I will likely use formatters for new or small codebases sometime in 2020, but I am very unlikely to use them on rebar3 outside of evaluating “how much code is this gonna shift around?” I hope my rationale makes sense to you. It’s not that I dislike auto-formatting, it’s that I have much bigger problems to tackle in older projects than how they’re formatted; the reason I like auto-formatters is that they prevent me from having discussions on formatting on new projects and teams; the one thing making me kind of afraid is having to field 4-5 PRs a year of well-intentioned people trying to force-apply auto-formatting to projects where history is too important to use it.

dtip · January 4, 2020, 10:21am

Yep I completely agree! Don’t think I implied projects would be blocked due to formatting.

The point I’m trying to make is that it would be fantastic to be able to tell new developers “Welcome to Erlang, we format our code with X tool, here are all the cool things you do with the BEAM”.

It essentially boils down to creating the right first impression. Any Erlang/Elixir dev is likely to have a dig around in the source code for a long-standing library at some point and if that code has funky formatting it incorrectly gives the impression that the code is poor quality. We want to show readers that Erlang has up-to-date tooling and consistent best practice. That’s how we show that it’s a good choice for modern software projects.

I think the points you’ve made here are all completely valid. Thing is, they’re technical arguments against what is, in my opinion, a solution to a non-technical problem.

Anyway, this is all a bit too blue-sky thinking for now First steps are to try out a formatter on new/small projects!

dtip · January 4, 2020, 10:26am

Making gradual progress with Steamroller itself: as of v0.11.2 it can format the whole of OTP without falling on its face!

The formatting is not yet stable, though, as I’m planning to make a few changes before v1.0.

lpil · January 4, 2020, 10:29am

As a counterpoint the Elixir compiler and standard library were completely reformatted 2 years ago when Elixir 1.6 brought the formatter and I’ve not had any problems searching through or navigating the history before or after that event.

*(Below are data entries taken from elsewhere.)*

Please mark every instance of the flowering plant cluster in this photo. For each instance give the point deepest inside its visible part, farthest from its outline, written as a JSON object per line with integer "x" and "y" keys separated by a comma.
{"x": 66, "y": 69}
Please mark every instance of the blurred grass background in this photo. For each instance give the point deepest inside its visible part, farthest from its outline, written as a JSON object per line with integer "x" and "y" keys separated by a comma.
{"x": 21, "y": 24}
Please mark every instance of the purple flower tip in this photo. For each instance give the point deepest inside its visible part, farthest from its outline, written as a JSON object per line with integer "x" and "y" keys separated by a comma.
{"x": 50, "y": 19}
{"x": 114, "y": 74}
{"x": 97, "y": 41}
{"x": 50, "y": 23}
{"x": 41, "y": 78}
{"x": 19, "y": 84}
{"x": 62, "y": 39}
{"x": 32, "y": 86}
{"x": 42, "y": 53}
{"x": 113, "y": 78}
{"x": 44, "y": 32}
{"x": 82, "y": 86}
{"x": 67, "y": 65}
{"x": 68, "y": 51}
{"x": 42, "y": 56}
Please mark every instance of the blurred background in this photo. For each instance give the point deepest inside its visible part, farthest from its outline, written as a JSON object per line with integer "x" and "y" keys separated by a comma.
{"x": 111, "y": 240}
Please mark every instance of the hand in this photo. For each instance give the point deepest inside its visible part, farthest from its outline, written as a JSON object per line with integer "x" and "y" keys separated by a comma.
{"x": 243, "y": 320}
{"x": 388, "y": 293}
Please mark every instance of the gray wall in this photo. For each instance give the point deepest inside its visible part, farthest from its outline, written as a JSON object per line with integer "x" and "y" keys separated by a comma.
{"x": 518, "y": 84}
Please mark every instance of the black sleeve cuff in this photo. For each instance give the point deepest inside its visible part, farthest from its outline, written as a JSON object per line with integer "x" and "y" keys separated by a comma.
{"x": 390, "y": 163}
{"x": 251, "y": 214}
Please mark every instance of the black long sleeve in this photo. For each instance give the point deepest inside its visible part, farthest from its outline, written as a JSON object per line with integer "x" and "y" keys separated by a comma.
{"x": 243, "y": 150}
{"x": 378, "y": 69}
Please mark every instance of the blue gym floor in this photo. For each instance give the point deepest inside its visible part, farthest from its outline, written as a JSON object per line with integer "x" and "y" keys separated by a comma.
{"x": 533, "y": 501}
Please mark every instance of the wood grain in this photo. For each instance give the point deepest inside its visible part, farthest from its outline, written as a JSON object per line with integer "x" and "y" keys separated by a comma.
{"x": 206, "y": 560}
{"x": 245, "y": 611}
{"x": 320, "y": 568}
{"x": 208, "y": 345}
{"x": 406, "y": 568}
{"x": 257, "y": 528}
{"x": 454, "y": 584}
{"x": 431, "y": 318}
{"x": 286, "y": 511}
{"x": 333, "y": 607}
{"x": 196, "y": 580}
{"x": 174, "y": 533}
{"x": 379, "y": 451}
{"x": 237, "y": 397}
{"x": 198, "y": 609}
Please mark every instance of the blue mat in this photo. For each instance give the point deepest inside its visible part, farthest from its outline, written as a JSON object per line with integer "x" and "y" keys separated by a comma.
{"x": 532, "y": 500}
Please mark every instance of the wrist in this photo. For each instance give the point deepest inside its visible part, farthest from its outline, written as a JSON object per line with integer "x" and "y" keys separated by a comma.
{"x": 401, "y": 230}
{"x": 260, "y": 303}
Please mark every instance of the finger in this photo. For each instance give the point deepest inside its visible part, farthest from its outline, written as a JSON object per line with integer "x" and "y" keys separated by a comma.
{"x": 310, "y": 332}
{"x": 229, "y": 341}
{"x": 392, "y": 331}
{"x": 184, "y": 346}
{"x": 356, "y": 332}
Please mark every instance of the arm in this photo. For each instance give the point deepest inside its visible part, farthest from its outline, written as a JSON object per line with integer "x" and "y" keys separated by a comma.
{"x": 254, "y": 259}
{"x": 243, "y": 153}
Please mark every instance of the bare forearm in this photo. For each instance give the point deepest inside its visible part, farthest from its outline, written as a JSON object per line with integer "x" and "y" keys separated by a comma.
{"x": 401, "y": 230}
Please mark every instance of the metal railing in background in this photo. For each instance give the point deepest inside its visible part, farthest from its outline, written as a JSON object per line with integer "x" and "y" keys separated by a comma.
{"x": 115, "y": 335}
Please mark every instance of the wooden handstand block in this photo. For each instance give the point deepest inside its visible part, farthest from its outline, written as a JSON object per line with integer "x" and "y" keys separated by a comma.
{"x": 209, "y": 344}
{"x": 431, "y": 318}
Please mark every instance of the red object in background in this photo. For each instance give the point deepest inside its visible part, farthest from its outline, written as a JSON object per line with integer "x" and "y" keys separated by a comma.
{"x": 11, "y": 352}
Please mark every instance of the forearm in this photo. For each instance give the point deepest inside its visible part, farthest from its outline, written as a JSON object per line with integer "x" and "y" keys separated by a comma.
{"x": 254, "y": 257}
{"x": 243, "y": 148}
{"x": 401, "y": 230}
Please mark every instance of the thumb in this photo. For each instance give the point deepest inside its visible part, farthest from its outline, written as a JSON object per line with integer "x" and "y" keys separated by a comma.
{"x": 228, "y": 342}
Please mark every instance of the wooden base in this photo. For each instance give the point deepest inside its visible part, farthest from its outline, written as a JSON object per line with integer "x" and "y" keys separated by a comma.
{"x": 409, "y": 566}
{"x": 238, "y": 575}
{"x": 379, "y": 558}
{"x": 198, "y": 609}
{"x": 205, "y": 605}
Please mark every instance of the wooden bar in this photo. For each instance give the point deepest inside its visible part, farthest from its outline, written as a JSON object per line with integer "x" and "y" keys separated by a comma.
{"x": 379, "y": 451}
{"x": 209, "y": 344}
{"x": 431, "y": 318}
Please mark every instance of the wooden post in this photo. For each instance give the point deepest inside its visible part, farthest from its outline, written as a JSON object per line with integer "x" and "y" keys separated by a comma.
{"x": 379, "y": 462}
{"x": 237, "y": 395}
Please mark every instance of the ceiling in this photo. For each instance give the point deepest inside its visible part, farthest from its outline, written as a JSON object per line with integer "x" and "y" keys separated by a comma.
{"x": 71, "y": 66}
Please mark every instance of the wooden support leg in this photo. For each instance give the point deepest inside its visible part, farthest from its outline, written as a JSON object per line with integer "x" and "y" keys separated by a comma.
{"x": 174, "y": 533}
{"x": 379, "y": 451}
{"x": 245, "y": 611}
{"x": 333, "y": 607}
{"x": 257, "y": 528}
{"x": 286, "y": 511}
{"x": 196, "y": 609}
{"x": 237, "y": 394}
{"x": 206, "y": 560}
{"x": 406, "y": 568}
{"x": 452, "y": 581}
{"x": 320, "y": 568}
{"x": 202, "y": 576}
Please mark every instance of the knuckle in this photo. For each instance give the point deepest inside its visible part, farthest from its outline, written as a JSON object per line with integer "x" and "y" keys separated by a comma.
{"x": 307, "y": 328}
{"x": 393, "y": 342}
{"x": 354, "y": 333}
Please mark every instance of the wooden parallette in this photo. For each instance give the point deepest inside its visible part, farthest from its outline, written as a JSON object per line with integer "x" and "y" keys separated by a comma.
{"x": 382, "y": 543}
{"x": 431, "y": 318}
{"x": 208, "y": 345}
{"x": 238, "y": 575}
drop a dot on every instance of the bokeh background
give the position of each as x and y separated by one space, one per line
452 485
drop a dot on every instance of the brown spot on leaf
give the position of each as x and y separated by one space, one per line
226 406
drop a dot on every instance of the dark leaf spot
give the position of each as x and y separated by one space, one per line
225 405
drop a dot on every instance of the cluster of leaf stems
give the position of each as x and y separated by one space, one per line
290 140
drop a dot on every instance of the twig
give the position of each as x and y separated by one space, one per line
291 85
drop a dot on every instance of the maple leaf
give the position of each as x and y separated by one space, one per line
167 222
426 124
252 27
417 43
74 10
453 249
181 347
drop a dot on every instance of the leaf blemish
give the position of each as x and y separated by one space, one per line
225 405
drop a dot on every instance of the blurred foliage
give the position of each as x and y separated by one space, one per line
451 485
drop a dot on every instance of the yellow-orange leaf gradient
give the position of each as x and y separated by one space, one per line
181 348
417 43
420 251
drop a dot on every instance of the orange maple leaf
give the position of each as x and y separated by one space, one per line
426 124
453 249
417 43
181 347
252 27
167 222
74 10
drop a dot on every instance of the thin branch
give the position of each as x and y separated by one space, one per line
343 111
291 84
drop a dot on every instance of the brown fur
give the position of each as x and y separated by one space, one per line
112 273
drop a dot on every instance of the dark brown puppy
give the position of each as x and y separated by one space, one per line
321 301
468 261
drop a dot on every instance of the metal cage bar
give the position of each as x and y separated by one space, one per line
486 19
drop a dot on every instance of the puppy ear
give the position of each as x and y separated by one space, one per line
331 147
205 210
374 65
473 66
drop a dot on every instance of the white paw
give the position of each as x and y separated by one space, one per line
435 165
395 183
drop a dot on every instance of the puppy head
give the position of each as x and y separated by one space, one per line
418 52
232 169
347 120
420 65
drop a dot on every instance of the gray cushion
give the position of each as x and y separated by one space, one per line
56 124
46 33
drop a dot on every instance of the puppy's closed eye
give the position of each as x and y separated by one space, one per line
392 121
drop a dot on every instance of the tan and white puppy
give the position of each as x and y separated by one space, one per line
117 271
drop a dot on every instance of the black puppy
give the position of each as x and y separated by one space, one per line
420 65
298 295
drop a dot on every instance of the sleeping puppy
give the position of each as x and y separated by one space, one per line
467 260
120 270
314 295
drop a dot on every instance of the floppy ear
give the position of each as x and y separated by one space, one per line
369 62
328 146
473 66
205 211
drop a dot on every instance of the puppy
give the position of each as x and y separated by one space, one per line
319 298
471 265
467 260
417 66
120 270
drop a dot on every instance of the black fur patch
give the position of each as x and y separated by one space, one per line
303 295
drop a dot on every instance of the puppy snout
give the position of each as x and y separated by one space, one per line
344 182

Worst case scenario I may land on the commit that ran the formatter and I have to press the blame button again. I’ve not found it irritating, and it’s a vastly lighter burden and time cost than not having a formatter.

Congratulations! That’s very cool

hauleth · January 4, 2020, 12:14pm

If you have good linter or formatter that outputs where the differences are needed (I am looking at you, mix format) you can use tools like ReviewDog that will fail CI and will output information about failed listing only in lines that have been changed in given PR. I find it really useful and I think that Erlang codebase could use something like that to reduce amount of formatting differences (with addition too .editorconfig file). Especially irritating is mix of tabs and spaces, even in new files like socket.c.

lpil · January 4, 2020, 12:16pm

Formatters don’t really have a concept of lines, the just pretty print an AST. Do you have an example of a formatter that is capable of listing where changes are needed? I’d be interested in seeing how that was implemented.

hauleth · January 4, 2020, 12:18pm

Unfortunately I cannot remember one. However IIRC RuboCop has capability to be both - linter and has support for automatic formatting (in some cases).

I would to that by generating diff of the in-memory formatted file and “original”.